Em sua análise, ela observa que essa diferença parece ter sido provocada pela maior diversidade de microfauna associada aos bolos fecais dos bovinos criados no sistema com árvores. Na microfauna foram encontrados diversos insetos, como os besouros e aracnídeos, que são potenciais predadores das larvas da mosca-dos-chifres.

“A suspeita inicial, antes de desenvolver o experimento, era de que o sistema sombreado iria favorecer o desenvolvimento das formas de vida livres dos parasitas dos bovinos que se desenvolvem nas pastagens. Mas verificamos que, além de a quantidade de moscas-dos-chifres parasitando os bovinos ser menor, não houve diferença com relação ao nível de infecção por nematódeos gastrintestinais, carrapatos e bernes”, diz Márcia de Sena Oliveira.

Ela complementa que os sistemas de criação com árvores proporcionam também um ambiente menos estressante para os animais, que podem escolher entre permanecer em áreas ensolaradas ou sombreadas de acordo com a temperatura ambiente. Todo esse bem-estar dos animais contribui para que eles fiquem mais calmos e saudáveis.

Mais informações: Márcia de S. Oliveira, www.embrapa.br/pecuaria-sudeste

Impactos produtivos e econômicos


Conforme destaca Márcia de Sena Oliveira, pesquisadora da Embrapa, os prejuízos econômicos com a mosca- dos-chifres são da ordem de milhões e milhões de reais. “Na verdade, é meio difícil separar os prejuízos causados pelas moscas que atacam os bovinos daqueles atribuídos ao carrapato e outros, já que os tratamentos com muitas bases químicas são indicados no combate dessas populações de parasitas concomitantemente”, diz.

Com o hábito alimentar exclusivamente hematófago, a mosca pica os animais cerca de 25 a 40 vezes por dia e cada sucção de sangue pode durar de quatro a cinco minutos. Pesquisas mostram que uma infestação média de 500 moscas por animal leva a uma perda anual de 40 quilos/animal/ano e cerca de 150 litros de leite durante toda a lactação, levando-se em conta a perda de sangue e, principalmente, os efeitos irritantes da picada que comprometem a alimentação tranquila do animal, diminuindo sua produtividade.

Uma infestação de 500 moscas não é considerada grande, pois não é raro encontrarem-se infestações de 2 mil moscas/animal em determinadas épocas do ano, agravando muito as perdas econômicas aos bovinocultores. Em consequência disso, há redução na produção de leite e carne e estresse devido à irritação intensa dos animais.

O ciclo desse ectoparasita dura, em média, dez dias e inicia-se quando a mosca põe os ovos nas fezes dos animais. Nas horas mais frescas do dia, uma grande população de moscas adultas migra para as partes mais baixas do animal, concentrando-se na região do abdômen, para posteriormente realizar a postura sobre o bolo fecal fresco.

Em condições favoráveis de temperatura e umidade, os ovos eclodem e, em 24 horas, se transformam em larvas.
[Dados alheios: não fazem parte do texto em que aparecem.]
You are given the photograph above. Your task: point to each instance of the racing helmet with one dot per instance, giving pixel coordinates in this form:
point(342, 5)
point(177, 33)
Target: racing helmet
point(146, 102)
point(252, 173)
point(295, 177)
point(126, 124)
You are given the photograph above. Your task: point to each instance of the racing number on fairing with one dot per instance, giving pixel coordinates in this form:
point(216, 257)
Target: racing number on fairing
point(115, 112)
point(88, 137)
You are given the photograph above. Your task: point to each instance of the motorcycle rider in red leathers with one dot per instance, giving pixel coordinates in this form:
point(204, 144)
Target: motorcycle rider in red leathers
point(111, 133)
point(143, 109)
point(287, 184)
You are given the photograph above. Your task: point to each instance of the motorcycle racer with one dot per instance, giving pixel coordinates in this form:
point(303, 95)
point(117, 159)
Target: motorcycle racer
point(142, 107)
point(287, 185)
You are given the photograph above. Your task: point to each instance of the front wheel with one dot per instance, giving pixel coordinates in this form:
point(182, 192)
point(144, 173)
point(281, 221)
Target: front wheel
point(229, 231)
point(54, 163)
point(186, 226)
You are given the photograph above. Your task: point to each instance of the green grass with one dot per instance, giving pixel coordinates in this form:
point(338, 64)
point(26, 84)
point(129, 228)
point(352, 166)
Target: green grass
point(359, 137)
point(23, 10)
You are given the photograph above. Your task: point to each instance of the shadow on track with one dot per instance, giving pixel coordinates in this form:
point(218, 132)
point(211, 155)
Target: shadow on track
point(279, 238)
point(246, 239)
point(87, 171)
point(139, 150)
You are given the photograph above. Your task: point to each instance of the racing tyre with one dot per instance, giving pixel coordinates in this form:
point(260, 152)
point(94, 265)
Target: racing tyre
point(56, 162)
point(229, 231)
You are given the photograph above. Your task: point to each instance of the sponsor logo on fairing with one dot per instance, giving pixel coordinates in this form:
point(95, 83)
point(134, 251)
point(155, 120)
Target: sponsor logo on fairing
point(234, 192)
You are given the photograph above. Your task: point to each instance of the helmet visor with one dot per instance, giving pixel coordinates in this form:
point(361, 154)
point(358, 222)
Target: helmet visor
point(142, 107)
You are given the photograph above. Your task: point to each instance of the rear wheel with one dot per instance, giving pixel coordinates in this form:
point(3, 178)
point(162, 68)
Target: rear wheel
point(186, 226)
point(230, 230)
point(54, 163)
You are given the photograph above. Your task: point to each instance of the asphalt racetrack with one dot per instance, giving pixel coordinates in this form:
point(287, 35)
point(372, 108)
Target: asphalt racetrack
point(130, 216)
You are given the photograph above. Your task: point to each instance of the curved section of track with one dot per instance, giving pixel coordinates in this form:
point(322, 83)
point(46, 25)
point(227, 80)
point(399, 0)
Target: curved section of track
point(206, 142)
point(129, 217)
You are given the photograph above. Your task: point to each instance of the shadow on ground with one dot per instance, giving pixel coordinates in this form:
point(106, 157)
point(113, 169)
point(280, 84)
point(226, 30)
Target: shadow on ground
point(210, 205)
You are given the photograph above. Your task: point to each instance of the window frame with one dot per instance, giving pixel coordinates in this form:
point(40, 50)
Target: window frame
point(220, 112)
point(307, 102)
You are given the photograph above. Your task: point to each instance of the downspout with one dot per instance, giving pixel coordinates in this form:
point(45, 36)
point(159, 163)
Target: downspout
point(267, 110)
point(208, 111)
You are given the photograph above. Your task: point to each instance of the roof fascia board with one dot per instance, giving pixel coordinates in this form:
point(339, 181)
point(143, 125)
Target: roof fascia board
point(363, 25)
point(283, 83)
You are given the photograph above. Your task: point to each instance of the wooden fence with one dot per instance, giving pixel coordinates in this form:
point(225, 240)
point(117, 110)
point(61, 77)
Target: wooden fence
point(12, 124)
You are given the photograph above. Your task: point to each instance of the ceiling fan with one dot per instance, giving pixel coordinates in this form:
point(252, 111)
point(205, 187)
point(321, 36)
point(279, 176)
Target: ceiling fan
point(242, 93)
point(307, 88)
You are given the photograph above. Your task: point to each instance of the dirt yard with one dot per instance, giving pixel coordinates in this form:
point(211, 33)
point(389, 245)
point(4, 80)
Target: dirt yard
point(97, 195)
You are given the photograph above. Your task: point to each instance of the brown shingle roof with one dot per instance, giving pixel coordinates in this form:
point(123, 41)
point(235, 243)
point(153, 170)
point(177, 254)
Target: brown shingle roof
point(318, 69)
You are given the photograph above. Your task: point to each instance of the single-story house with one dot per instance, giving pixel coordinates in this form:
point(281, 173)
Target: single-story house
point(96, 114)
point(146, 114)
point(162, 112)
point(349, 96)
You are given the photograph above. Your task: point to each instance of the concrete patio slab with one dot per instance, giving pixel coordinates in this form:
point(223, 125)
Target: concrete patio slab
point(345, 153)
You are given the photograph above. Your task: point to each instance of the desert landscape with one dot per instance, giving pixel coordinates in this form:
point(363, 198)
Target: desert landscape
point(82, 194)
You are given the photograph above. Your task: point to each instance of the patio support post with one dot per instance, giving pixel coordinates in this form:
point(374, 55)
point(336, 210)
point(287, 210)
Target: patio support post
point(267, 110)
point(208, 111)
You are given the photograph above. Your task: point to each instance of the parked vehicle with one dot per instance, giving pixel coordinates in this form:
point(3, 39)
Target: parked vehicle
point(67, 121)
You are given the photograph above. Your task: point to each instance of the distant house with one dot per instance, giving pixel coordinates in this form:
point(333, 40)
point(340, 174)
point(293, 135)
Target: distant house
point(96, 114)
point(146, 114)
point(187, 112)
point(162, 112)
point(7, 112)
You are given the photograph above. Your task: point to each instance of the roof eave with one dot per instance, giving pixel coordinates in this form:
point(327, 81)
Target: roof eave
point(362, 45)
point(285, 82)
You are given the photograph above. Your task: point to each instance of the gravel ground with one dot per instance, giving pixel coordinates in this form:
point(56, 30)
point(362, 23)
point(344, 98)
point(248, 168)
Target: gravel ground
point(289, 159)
Após três a cinco dias, as larvas se transformam em pupas, alimentam-se das fezes e, depois de quatro a oito dias, já se tornam moscas adultas. As moscas alimentam-se exclusivamente de sangue e passam praticamente toda a vida sobre seu hospedeiro. Na ausência de animais, podem voar por até 14 quilômetros, sobrevivendo por um período de 28 a 40 dias, dependendo das condições climáticas. No período das águas e em anos de maior temperatura e umidade, é maior o risco de infestação.